The quarterdeck of HMS Victory as it is now…
H.V.Morton, the author of the famous “In search of…” travel books once confessed that when out walking he would sometimes stop and tease himself with the thought: “I wonder who stood here long ago?”.
I must admit that although I don’t go as far as that, I do find it an intensely moving experience to stand on the very same spot where some great historic event took place. I suspect that there are quite a large number of people who share this very same trait on the quiet!
For me personally, one of the most moving of such moments (and I have had several of them I am happy to say) was when I stood on the quarterdeck of the Victory in Portsmouth Harbour for the first time. Almost oblivious of the centuries, I was transported back to that wonderfully dramatic moment when this majestic 3-decker slowly broke through the combined French and Spanish line of battle on that early afternoon of the 21st October, 1805 off Cape Trafalgar.
What an incredible scene it must have been.
The quarterdeck as pictured at the height of the battle
I went and stood by the famous hatchway and in my mind’s eye, saw Lord Nelson and Captain Hardy calmly walking towards me through the dense smoke from the thundering cannons. Nelson (he is only a few feet away now) stops a moment and turns round to look at the poop deck under which the giant steering-wheel is housed (see first picture). Captain Hardy, who had walked on alone a few steps, suddenly becomes aware that Nelson is no longer with him, stops too and looks around enquiringly, his eyes searching for his old friend among the seething crowd of gunners and marines who fill the confined space of the deck.
Not seeing him at first, he re-traces his steps (it’s only a few feet) and finds to his horror the Admiral lying on the deck shot through the chest by a musket shot from the French 74 Redoubtable which is lying alongside the Victory – their lower yardarms entangled.
As Hardy bends down on one knee beside him, Nelson says: “They have done for me at last, Hardy…my backbone is shot through.”

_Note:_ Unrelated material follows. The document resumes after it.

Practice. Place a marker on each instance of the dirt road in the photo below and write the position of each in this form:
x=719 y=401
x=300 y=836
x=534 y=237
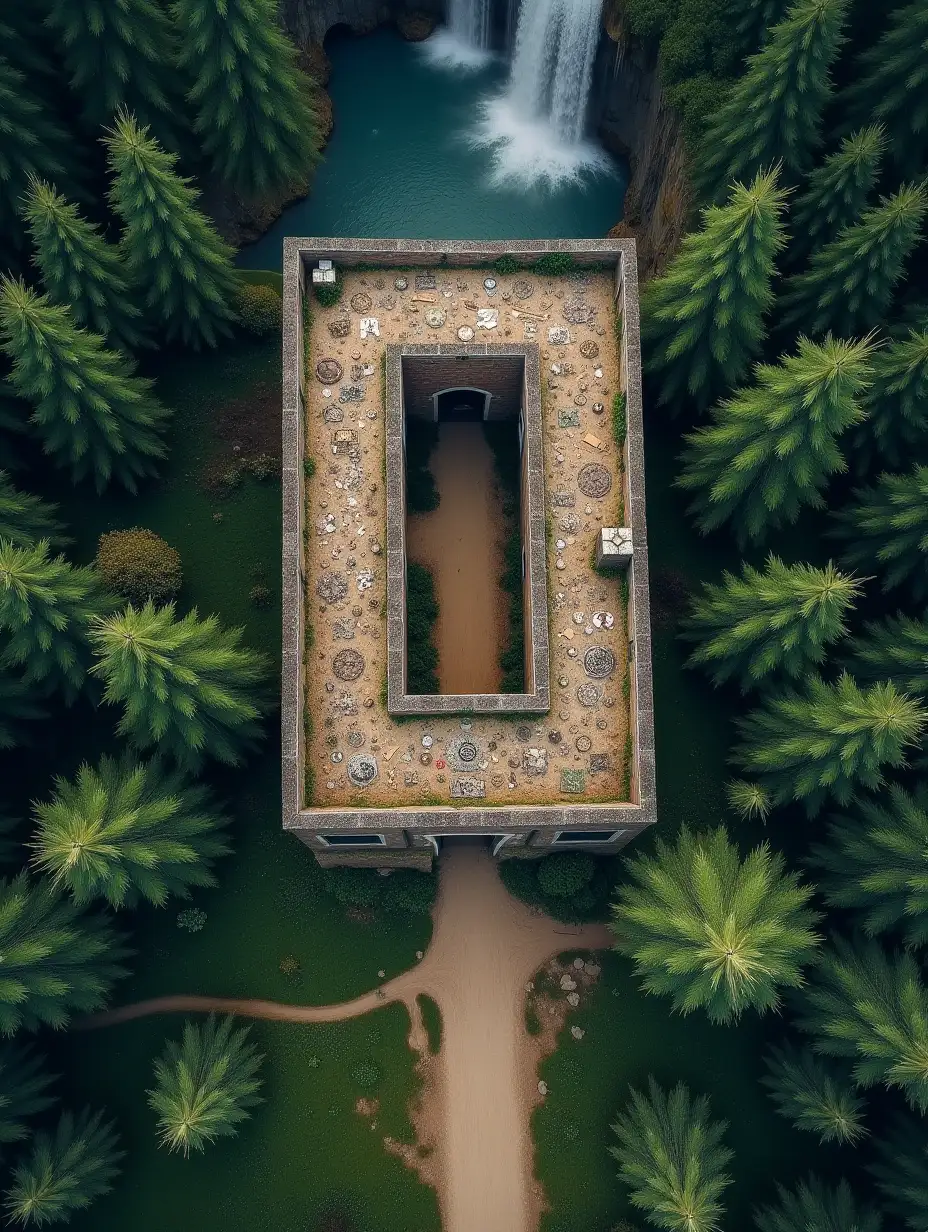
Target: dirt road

To stand there on that actual spot was, for me, one of those moments which the poet Keats finely describes as being “big as years”. It was a long time ago now, but even so the smallest details have remained indelibly etched on my memory – so much so that at times I am almost tempted to think…!
“O – but come on – that’s absurd!”
Yes, of course it is, but it does show how powerful the imagination can be when fed with the right ingredients at the right time! (besides – an ancestor of mine took part in the battle – even though he was press-ganged!). Anyway, a vivid imagination is almost as good as the real thing! It may not be quite so stirring, but at least it’s better than having a cannon-ball take your head off!